低下する経済成長、拡大する格差、迫り来る財政危機。トランプ米大統領や共和党議員には、税制改革によってこれら3大問題に対処するチャンスと責務があった。だが、残念なことに彼らは責務を怠り、チャンスを台なしにする法案を通過させたのだ。
米国の公的債務がすでに戦後最悪の水準にある中で、この税制改革によって財政赤字は今後10年間でさらに1.5兆〜2.2兆ドル(約165兆〜242兆円)悪化する。所得と富の不平等が急拡大している中で、減税額の8割が1%の超富裕層に回ると推定されている。
成長率の押し上げ効果はかぎられている
しかも、経済が8年以上にわたって緩やかに拡大を続け、労働市場が完全雇用に近づいている中では、減税が持つ景気浮揚効果はわずかなものにとどまるだろう。

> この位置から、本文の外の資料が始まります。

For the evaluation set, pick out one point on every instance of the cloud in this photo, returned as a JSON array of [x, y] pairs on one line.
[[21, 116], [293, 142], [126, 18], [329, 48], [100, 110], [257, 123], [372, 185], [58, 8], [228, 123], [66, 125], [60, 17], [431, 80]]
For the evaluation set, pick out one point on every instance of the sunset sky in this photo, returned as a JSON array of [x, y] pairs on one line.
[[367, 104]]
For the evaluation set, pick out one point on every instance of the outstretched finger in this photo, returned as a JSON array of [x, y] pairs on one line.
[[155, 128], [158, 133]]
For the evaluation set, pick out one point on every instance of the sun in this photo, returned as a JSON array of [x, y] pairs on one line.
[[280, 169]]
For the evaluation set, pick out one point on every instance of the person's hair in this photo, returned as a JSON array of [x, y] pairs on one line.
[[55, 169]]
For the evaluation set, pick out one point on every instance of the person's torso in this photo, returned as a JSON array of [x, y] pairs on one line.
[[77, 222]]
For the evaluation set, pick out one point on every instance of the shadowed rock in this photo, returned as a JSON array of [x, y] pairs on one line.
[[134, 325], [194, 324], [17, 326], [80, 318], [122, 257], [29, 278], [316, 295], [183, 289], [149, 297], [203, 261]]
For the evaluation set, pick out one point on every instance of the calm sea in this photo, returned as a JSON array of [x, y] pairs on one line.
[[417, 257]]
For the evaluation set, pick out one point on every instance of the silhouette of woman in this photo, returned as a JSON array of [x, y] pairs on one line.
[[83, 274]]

確かに、大規模な法人減税は長年の懸案だった。投資は喚起され、国内外の企業が米国で事業を行う動機も強まるだろう。しかし、成長率の押し上げ効果は、トランプ氏や同氏の経済ブレーンが喧伝する「年率1%ポイント以上」を大幅に下回ると、圧倒的多数のエコノミストが予測している。
経済成長に伴うトリクルダウン(富者が富めば貧者にも富が滴り落ちるとする効果のこと)によって「平均的な世帯の年収は極めて控えめに見積もっても4000ドル(約44万円)増加する」とトランプ政権はブチ上げるが、これを裏付ける根拠は何もない。